United States Court of Appeals, Sixth Circuit

January 10, 2017

United States of America (14-2274), Plaintiff-Appellant,
v.
DTE Energy Company and Detroit Edison Company, Defendants-Appellees. Sierra Club (14-2275), Intervenor Plaintiff-Appellant,

          Argued: December 10, 2015

         Appeal from the United States District Court for the Eastern District of Michigan at Detroit. No. 2:10-cv-13101-Bernard A. Friedman, District Judge.

         ARGUED:

          Thomas A. Benson, UNITED STATES DEPARTMENT OF JUSTICE, Washington, D.C., for Federal Appellant.

          Mary Whittle, EARTHJUSTICE, Philadelphia, Pennsylvania, for Appellant Sierra Club. F. William Brownell, HUNTON & WILLIAMS LLP, Washington, D.C., for Appellees.

         ON BRIEF:

          Thomas A. Benson, UNITED STATES DEPARTMENT OF JUSTICE, Washington, D.C., for Federal Appellant.

          Mary Whittle, Shannon Fisk, EARTHJUSTICE, Philadelphia, Pennsylvania, for Appellant Sierra Club. F. William Brownell, Mark B. Bierbower, Makram B. Jaber, HUNTON & WILLIAMS LLP, Washington, D.C., Brent A. Rosser, HUNTON & WILLIAMS LLP, Charlotte, North Carolina, Harry M. Johnson III, George P. Sibley III, HUNTON & WILLIAMS LLP, Richmond, Virginia, Michael J. Solo, DTE ENERGY COMPANY, Detroit, Michigan, for Appellees.

          Before: BATCHELDER, DAUGHTREY, and ROGERS, Circuit Judges.

          OPINION

          MARTHA CRAIG DAUGHTREY, Circuit Judge.

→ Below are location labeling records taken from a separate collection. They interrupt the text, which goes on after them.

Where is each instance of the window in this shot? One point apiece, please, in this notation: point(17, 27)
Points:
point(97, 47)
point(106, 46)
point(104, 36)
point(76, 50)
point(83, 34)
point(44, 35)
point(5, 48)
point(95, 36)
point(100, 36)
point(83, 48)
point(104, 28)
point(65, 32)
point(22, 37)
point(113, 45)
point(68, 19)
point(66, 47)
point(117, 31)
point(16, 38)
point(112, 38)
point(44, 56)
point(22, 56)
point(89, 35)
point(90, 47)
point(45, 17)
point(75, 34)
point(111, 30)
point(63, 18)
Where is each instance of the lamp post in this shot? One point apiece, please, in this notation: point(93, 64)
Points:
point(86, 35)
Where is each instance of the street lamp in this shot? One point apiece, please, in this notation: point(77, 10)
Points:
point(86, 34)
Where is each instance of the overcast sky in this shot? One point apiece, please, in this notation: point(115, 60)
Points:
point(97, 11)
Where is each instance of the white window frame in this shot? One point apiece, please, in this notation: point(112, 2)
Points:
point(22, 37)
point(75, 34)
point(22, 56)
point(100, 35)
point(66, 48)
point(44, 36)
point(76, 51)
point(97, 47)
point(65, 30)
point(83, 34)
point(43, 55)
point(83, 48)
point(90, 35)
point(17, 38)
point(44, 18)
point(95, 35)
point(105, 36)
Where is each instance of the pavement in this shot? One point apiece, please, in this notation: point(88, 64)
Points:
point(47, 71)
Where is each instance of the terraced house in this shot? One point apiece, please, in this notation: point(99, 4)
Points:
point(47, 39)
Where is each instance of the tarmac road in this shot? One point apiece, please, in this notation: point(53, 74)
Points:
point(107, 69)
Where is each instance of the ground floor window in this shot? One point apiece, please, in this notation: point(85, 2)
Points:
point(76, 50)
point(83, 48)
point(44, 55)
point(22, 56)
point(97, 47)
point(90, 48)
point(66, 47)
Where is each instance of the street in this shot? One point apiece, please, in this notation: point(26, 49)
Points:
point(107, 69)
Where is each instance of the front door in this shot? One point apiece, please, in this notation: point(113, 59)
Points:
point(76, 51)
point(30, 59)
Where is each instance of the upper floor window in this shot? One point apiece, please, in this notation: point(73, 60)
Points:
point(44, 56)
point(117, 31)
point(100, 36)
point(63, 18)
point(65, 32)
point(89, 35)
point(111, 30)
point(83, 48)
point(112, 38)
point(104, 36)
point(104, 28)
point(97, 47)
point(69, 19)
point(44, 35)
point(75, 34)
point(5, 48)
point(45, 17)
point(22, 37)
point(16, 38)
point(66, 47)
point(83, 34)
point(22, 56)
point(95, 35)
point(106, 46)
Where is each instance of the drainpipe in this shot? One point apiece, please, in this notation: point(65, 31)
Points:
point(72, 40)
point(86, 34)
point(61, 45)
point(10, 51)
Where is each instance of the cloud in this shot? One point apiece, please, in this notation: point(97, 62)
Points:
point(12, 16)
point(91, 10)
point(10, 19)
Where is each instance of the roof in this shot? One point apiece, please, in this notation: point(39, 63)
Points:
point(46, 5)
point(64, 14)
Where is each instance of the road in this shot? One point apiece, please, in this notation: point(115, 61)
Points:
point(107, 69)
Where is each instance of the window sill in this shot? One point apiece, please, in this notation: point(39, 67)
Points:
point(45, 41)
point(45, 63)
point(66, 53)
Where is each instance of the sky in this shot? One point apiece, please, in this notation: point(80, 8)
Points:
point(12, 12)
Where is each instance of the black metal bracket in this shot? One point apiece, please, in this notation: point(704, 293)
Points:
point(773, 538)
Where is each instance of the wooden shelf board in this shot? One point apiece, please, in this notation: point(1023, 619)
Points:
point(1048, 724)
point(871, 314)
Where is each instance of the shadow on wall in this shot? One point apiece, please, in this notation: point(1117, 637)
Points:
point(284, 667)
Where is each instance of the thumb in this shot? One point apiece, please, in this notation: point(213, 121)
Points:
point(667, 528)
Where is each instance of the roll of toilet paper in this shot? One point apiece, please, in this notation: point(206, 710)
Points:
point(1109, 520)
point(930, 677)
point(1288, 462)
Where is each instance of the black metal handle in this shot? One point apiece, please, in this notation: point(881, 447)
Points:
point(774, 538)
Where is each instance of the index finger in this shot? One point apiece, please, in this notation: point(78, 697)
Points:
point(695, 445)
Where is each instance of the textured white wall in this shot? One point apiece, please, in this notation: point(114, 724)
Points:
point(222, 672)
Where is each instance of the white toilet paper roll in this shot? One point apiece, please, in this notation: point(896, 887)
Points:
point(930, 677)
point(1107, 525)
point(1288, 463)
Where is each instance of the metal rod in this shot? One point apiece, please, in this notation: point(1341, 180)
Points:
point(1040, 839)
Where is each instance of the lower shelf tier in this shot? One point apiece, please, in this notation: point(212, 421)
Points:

         This case is before us for a second time, following an order of remand in United States v. DTE Energy Co. (DTE I), 711 F.3d 643 (6th Cir. 2013). As we noted there, regulations under the Clean Air Act require a utility seeking to modify a source of air pollutants to "make a preconstruction projection of whether and to what extent emissions from the source will increase following construction." Id. at 644. This projection then "determines whether the project constitutes a 'major modification' and thus requires a permit" prior to construction, as part of the Act's New Source Review (NSR) program. Id.; see also 42 U.S.C. §§ 7475, 7503; 40 C.F.R. § 52.21. The NSR regulations require an operator to "consider all relevant information" when estimating its post-project actual emissions but allow for the exclusion of any emissions "that an existing unit could have accommodated during the [baseline period] . . . and that are also unrelated to the particular project, including any increased utilization due to product demand growth." 40 C.F.R. § 52.21(b)(41)(ii)(a) and (c). An operator must document and explain its decision to exclude emissions from its projection as resulting from future "demand growth" and provide such information to the EPA or to the designated state regulatory agency. 40 C.F.R. § 52.21(r)(6)(i)-(ii).

         Defendants DTE Energy Co. and its subsidiary, Detroit Edison Co. (collectively DTE), own and operate the largest coal-fired power plant in Michigan at their facility in Monroe, where, in 2010, DTE undertook a three-month-long overhaul of Unit 2 costing $65 million. On the day before it began construction, DTE submitted a notification to the Michigan Department of Environmental Quality stating that DTE predicted an increase in post-construction emissions 100 times greater than the minimum necessary to constitute a "major modification" and require a preconstruction permit. DTE initially characterized the projects as routine maintenance, repair, and replacement activities, a designation that, if accurate, would exempt the projects from triggering NSR.[1] See New York v. U.S. Envtl. Prot. Agency, 443 F.3d 880, 883-84 (D.C. Cir. 2006). DTE also informed the state agency that it had excluded the entire predicted emissions increase from its projections of Unit 2's post-construction emissions based on "demand growth." This designation, if it could be established to the agency's satisfaction, also would have exempted DTE's modification from the necessity of a permit and, thus, allowed DTE to postpone some of the pollution-control installations that were planned as a future upgrade.[2] See 40 C.F.R. § 52.21(b)(41)(ii)(c). DTE began construction on Monroe Unit 2 without obtaining an NSR permit.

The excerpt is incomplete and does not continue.